Usually when churches choose to stop doing Biblical things they don’t want to admit that the reason behind it is laziness, apostasy or sin. Rather, they like to blame the Biblical thing itself for not being “effective” enough, or they might claim that it’s just a calling for some to do on their own, or that say that culture has changed and that modern or young people aren’t interested in these particular Biblical things, so that’s why we shouldn’t do them.
I joked with these three excuses in my recent sketch about why churches don’t evangelise. In this post I would like to focus on the “modern/young people want something different” argument. It’s often used as an evangelistic argument: in order to win or keep people we need to change. Which is why it’s so absurd when it’s arguing against evangelism.
But whatever Biblical thing you argue against, it becomes nonsensical to use this argument. You need to either argue that churches shouldn’t follow the Bible, or that the Bible actually says something different from what it appears to say. What modern or young people think doesn’t matter at all. If doing Biblical things put them off, so be it. We must obey God rather than human beings (Acts 5:29), and the Bible is a better source to what God wants than Millennials.
Of course, if you’re talking about things that the Bible doesn’t comment – like what music style to use or where to evangelise in your local area – it’s not just right to adapt to what your contemporaries like, it’s irresponsible not to do it! But so often church leaders forget what the Scriptures describe church life as. Right now, a lot of churches want to be like Hillsong and attract youth by turning their worship into a concert stage show with lights, lasers and fog machines, rather than question why we’re organising church around shows when the Bible talks about house communities that truly act like families.

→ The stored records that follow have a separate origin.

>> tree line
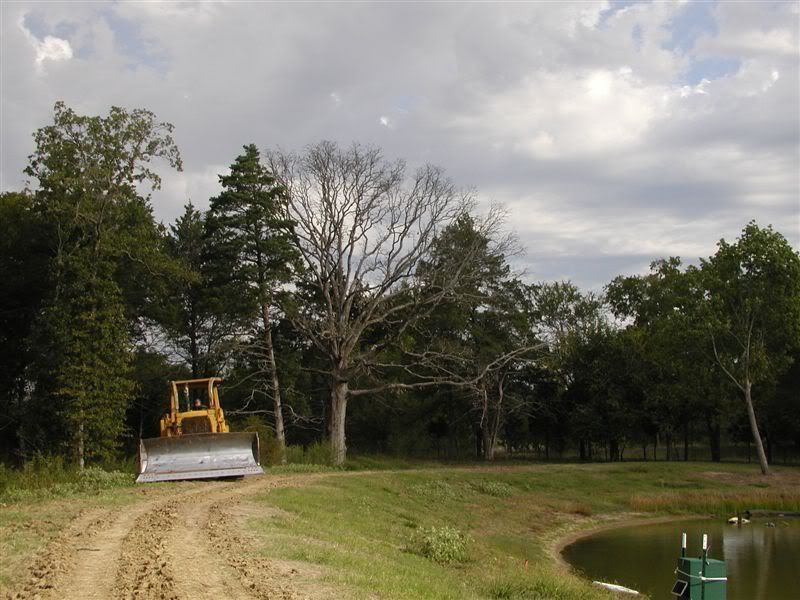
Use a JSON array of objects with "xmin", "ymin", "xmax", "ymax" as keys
[{"xmin": 0, "ymin": 102, "xmax": 800, "ymax": 473}]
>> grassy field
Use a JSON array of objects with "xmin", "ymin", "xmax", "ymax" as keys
[
  {"xmin": 0, "ymin": 458, "xmax": 800, "ymax": 600},
  {"xmin": 244, "ymin": 463, "xmax": 800, "ymax": 600}
]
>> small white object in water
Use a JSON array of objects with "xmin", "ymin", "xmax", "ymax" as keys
[{"xmin": 592, "ymin": 581, "xmax": 639, "ymax": 596}]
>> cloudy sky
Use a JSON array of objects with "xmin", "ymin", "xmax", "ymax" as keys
[{"xmin": 0, "ymin": 0, "xmax": 800, "ymax": 288}]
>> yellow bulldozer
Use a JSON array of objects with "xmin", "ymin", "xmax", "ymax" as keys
[{"xmin": 136, "ymin": 377, "xmax": 264, "ymax": 483}]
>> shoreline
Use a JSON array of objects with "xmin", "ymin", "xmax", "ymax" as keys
[{"xmin": 547, "ymin": 513, "xmax": 714, "ymax": 578}]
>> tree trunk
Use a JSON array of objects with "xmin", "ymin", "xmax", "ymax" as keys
[
  {"xmin": 261, "ymin": 304, "xmax": 286, "ymax": 465},
  {"xmin": 189, "ymin": 315, "xmax": 200, "ymax": 379},
  {"xmin": 708, "ymin": 420, "xmax": 722, "ymax": 462},
  {"xmin": 330, "ymin": 378, "xmax": 347, "ymax": 466},
  {"xmin": 683, "ymin": 421, "xmax": 689, "ymax": 462},
  {"xmin": 78, "ymin": 418, "xmax": 86, "ymax": 471},
  {"xmin": 744, "ymin": 381, "xmax": 769, "ymax": 475}
]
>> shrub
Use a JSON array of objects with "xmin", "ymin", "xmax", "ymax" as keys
[
  {"xmin": 412, "ymin": 525, "xmax": 470, "ymax": 565},
  {"xmin": 408, "ymin": 479, "xmax": 458, "ymax": 500},
  {"xmin": 472, "ymin": 480, "xmax": 514, "ymax": 498}
]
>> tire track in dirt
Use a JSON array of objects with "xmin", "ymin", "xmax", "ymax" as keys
[
  {"xmin": 202, "ymin": 474, "xmax": 333, "ymax": 600},
  {"xmin": 5, "ymin": 509, "xmax": 110, "ymax": 600},
  {"xmin": 4, "ymin": 475, "xmax": 326, "ymax": 600},
  {"xmin": 156, "ymin": 478, "xmax": 265, "ymax": 600}
]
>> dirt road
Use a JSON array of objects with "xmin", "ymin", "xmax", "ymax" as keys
[{"xmin": 8, "ymin": 476, "xmax": 317, "ymax": 600}]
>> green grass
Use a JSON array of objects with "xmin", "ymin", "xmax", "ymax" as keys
[
  {"xmin": 0, "ymin": 457, "xmax": 135, "ymax": 504},
  {"xmin": 249, "ymin": 463, "xmax": 800, "ymax": 600}
]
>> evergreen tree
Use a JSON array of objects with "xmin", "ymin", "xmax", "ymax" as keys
[
  {"xmin": 207, "ymin": 144, "xmax": 296, "ymax": 460},
  {"xmin": 157, "ymin": 202, "xmax": 236, "ymax": 378}
]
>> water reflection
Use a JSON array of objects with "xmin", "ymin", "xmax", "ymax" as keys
[{"xmin": 564, "ymin": 519, "xmax": 800, "ymax": 600}]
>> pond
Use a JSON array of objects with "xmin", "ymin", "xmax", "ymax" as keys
[{"xmin": 563, "ymin": 518, "xmax": 800, "ymax": 600}]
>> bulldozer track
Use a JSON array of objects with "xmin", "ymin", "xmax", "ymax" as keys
[{"xmin": 6, "ymin": 477, "xmax": 316, "ymax": 600}]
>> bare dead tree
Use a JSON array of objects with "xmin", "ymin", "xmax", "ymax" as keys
[{"xmin": 268, "ymin": 142, "xmax": 502, "ymax": 464}]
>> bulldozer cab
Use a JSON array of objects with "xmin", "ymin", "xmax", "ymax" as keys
[
  {"xmin": 161, "ymin": 377, "xmax": 228, "ymax": 437},
  {"xmin": 136, "ymin": 377, "xmax": 264, "ymax": 483}
]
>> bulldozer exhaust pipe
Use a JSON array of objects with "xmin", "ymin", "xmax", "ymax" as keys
[{"xmin": 136, "ymin": 432, "xmax": 264, "ymax": 483}]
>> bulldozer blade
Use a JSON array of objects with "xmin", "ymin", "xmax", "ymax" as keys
[{"xmin": 136, "ymin": 433, "xmax": 264, "ymax": 483}]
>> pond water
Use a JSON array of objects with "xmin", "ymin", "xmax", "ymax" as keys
[{"xmin": 563, "ymin": 518, "xmax": 800, "ymax": 600}]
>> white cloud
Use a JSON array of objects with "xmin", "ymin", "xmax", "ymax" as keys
[
  {"xmin": 18, "ymin": 15, "xmax": 72, "ymax": 67},
  {"xmin": 0, "ymin": 2, "xmax": 800, "ymax": 285}
]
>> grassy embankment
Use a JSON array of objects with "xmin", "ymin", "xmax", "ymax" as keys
[
  {"xmin": 0, "ymin": 459, "xmax": 136, "ymax": 596},
  {"xmin": 0, "ymin": 459, "xmax": 800, "ymax": 600},
  {"xmin": 249, "ymin": 463, "xmax": 800, "ymax": 600}
]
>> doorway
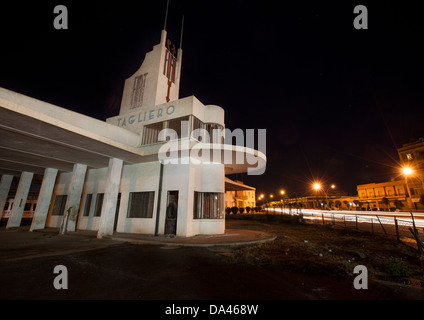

Similarly, there are talks in the Jesus Army about changing our community of goods so that it would be better suited for young people, some just want to tweek it (like having more smaller houses and apartments rather than big ones), other want to change it quite drastically (like removing the life-long commitment or the actual sharing of possessions). The drastic changes, however, make community something different to what the Bible talks about and are very harmful for the poor who community really should prioritise. Rather than capitulating and saying that we need to adapt to non-radical views of young people, we should teach them what the Word of God says and show them the door if they’re not willing to follow it.
Seriously, when young Christians don’t believe in healing or that Jesus is the only way to God, that’s clearly not an argument for changing our doctrine. It’s an argument for teaching them biblical doctrine. And so as long as you don’t have any biblical argument against evangelism, community, or anything else, you’re not allowed to ignore the Bible just because you think young people do.